Face time
In the world of Skype, instant messages and tweets, face-to-face interaction is still the best route to discovery, according to an intriguing study published in December.
In the world of Skype, instant messages and tweets, face-to-face interaction is still the best route to discovery. According to an intriguing study published in December, the smaller the distance between collaborating researchers, the more likely their article is to be cited by others.
Being nearby can also help uncover surprising insights, something a group of autism researchers discovered earlier this month.
Looking at articles published between 1993 and 2003, researchers saw that the closer the first and last author, the more likely their study was to be cited, which is considered a measure of its impact on the field.
This trend held up even at short distances: collaborations between researchers in the same city garner more citations than those in different cities, but fewer than those in the same building.
Interestingly, a paper also earns more citations if it has more authors overall, regardless of the distance between them. Because a greater number of authors generally suggests that more people have worked together on the project, this trend is a reminder of an obvious point, but one that is often forgotten: collaboration is productive.
Nowhere is the importance of working together more relevant than in autism research, which brings together what some might consider incongruent areas: molecular neuroscience, cognition and behavior, genetics and child psychology, among others.
At a SFARI.org workshop on autism mouse models last month, Jacqueline Crawley, chief of behavioral neuroscience at the National Institute of Mental Health, called for more collaboration between clinicians and mouse behaviorists. Although these two groups rarely interact, who better to decide whether a mouse behaves like someone with autism than those who treat those individuals every day?
Mouse models of autism can also be used to illustrate how a lack of collaboration holds back scientific discovery.
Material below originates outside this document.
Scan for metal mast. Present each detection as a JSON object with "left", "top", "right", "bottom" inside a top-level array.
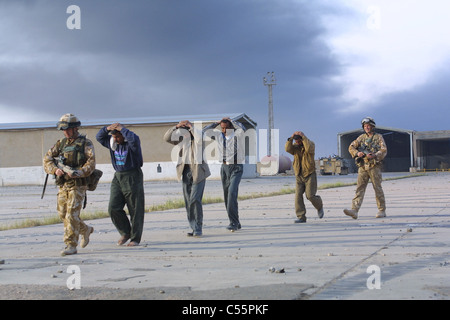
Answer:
[{"left": 263, "top": 71, "right": 276, "bottom": 156}]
Mice with the same autism-associated mutation can show distinct behaviors in different laboratories, which could be the result of genetic backgrounds, how the mice are housed and handled or how the mutation is constructed. But for these details to emerge, the researchers need to talk to one another.
At a Phelan-McDermid meeting held in March, it was exactly this sort of “lively discussion” that revealed why different groups have found contradictory results from mice lacking SHANK3, an autism-associated gene.
Meetings like this might be key for a disparate field like autism. Animal behaviorists and child psychiatrists might not be able to work side by side, but they should at least talk to one another — webcam- and keyboard-free.